Juliana Diniz: As eleitas para lugar nenhum

"As mulheres, mesmo ausentes na disputa direta, nunca foram tão necessárias para o sucesso eleitoral: representam 52% do eleitorado brasileiro. Não se ganha uma eleição majoritária à revelia do público feminino”.

Por Juliana Diniz*

Mulheres

A notícia de que quatro coligações no Ceará, entre elas a do PSOL/PCB, não teriam atingido a cota mínima de 30% de candidaturas femininas exigida pela legislação eleitoral reacendeu o debate sobre representatividade de gênero na esfera política. Desde a sua criação, o PSOL apresenta, como marca característica de sua plataforma, a defesa da luta pelo reconhecimento de direitos e da participação de grupos minoritários, tendo sua base formada por uma sólida militância ligada aos movimentos sociais. Para o partido, que não teria atingido a cota mínima para o cargo de deputado federal no Ceará, a notificação do TSE representou um constrangimento público, como reconheceu em nota Moésio Mota, integrante da direção do PSOL/CE.

A escassez de mulheres interessadas em participar das disputas eleitorais não é um problema enfrentado exclusivamente pelo PSOL, embora seja mais sensível para um partido que propõe como projeto um modelo mais igualitário de política. Ailton Lopes, candidato ao governo, num arroubo de sinceridade, reconheceu que seu partido não está imune à influência do patriarcado. Seu esforço de autocrítica trouxe à tona uma realidade incontestável: ainda que engajado com a luta das mulheres, o PSOL tem uma identidade marcadamente masculina, alcançando a custo e com artifícios a cota mínima e revelando uma prática onde o protagonismo feminino ainda é uma utopia a ser alcançada.

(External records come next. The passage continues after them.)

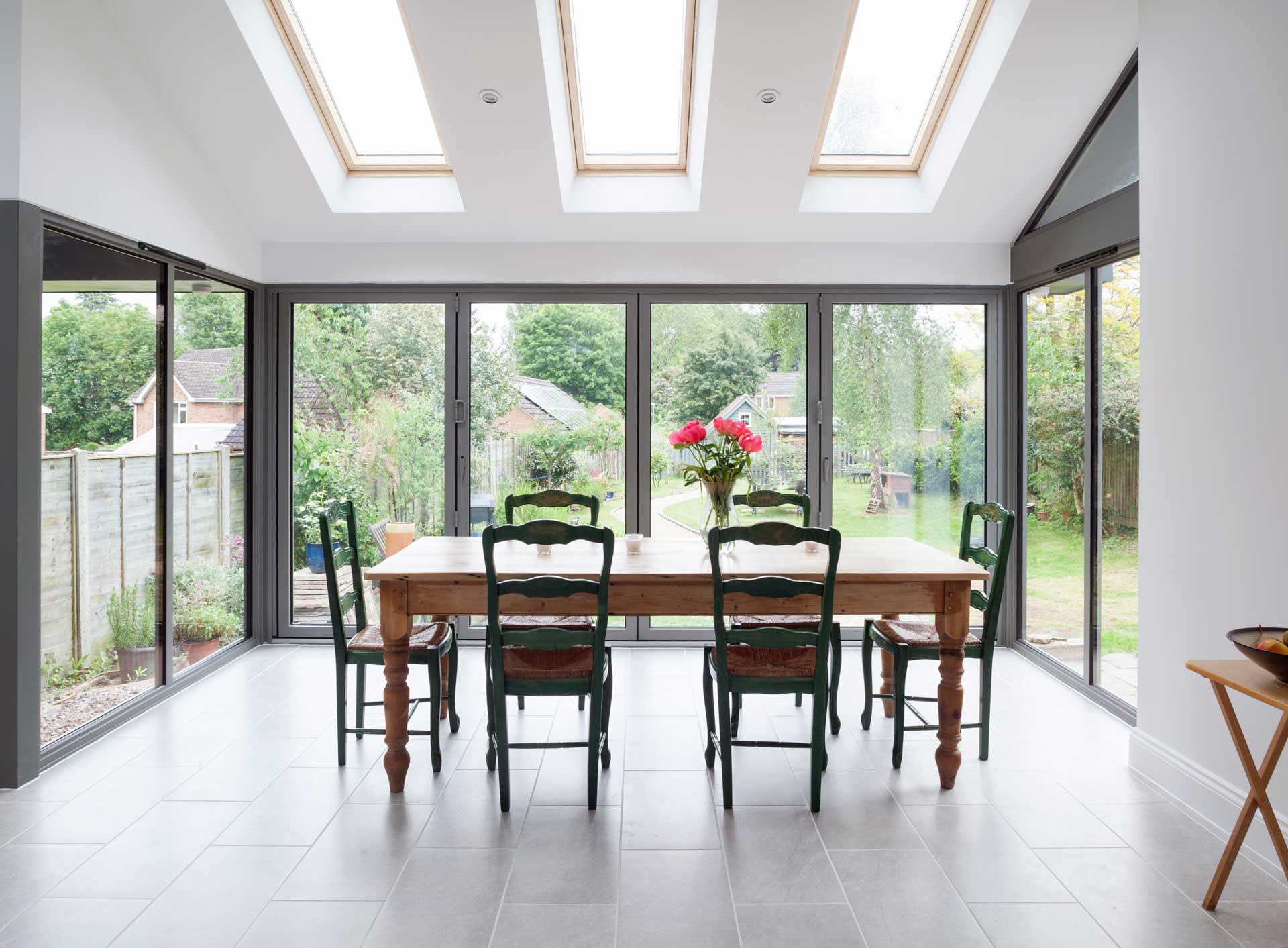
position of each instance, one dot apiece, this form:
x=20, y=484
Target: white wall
x=1214, y=549
x=662, y=262
x=102, y=144
x=11, y=96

O paradoxal desse panorama é o fato de que as mulheres, mesmo ausentes na disputa direta, nunca foram tão necessárias para o sucesso eleitoral: representam 52% do eleitorado brasileiro. Não se ganha uma eleição majoritária à revelia do público feminino. É irônico que a maior fragilidade de Bolsonaro, notório defensor de um discurso anti-igualitário e antifeminista, seja justamente a alta rejeição entre as mulheres: 43% das eleitoras, conforme pesquisa divulgada na última semana, não votariam no candidato de jeito nenhum, o que reduz consideravelmente suas chances de vitória.

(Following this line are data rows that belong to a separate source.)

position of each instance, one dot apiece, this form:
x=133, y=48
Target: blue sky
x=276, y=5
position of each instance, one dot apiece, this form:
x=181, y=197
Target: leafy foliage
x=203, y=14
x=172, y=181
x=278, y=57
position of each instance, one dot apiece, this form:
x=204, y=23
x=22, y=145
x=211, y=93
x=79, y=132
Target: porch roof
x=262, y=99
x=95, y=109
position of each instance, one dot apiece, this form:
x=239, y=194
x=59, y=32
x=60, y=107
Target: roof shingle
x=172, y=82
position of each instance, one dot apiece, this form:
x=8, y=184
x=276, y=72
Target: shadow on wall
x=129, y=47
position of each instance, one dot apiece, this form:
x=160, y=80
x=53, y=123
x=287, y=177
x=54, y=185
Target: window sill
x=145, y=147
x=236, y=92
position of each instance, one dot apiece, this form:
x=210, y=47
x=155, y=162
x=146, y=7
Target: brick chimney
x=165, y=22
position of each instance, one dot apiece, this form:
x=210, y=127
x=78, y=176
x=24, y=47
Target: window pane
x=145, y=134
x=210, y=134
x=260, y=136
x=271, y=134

Os partidos têm explorado uma aparente preocupação com a representatividade e a disposição para a mudança. Na disputa para presidência, tem-se a representação feminina em quase todas as chapas, à direita e à esquerda: Kátia Abreu é a vice de Ciro Gomes; Manuela D´Ávila, provável vice de Haddad; Marina Silva, cabeça de chapa pela REDE; Ana Amélia, vice de Alckmin; Suelene Balduíno, vice de Cabo Daciolo; Vera Lúcia, cabeça de chapa pelo PSTU e Sônia Guajajara, vice de Guilherme Boulos pelo PSOL, para mencionar as mais representativas. Ausência feminina registrada nas chapas de Jair Bolsonaro, Henrique Meirelles e João Amoêdo.

No âmbito estadual, o fenômeno é ainda mais evidente: as mulheres também foram contempladas na disputa para o governo. Emília Pessoa é a vice de general Theophilo; Izolda Cela, vice de Camilo pelo PT; Raquel Lima, vice de Ailton Lopes pelo PSOL e Ninon Tauchman, vice de Hélio Góis. É inegável: elas estão lá.

O desfile das candidatas poderia corroborar a tese de que as mulheres têm ganhado espaço na disputa, indicando tendência de mudança em direção à uma maior igualdade. A tese é tão atraente quanto falaciosa. Escolhidas como figurantes para atrair o eleitorado feminino, as mulheres, em sua maioria reservadas ao posto de vice, cumprem uma função estratégica: não precisam ter voz, é conveniente que apareçam pouco e à sombra do homem que lhes acompanha. Sua função é estampar o material de campanha.

Formalmente presentes, as mulheres escolhidas pelos homens para lhes ajudar a vencer estão predestinadas a um destino triste: eleger-se para ocupar lugar nenhum. Esse destino trágico pode explicar a razão para uma aparente indiferença. Enquanto o papel reservado à mulher for o da sombra, mesmo os partidos mais atentos à causa feminina como o PSOL encontrarão dificuldades em convencer mais mulheres a expor seu corpo à disputa.

*Juliana Diniz é doutora em Direito e professora da UFC.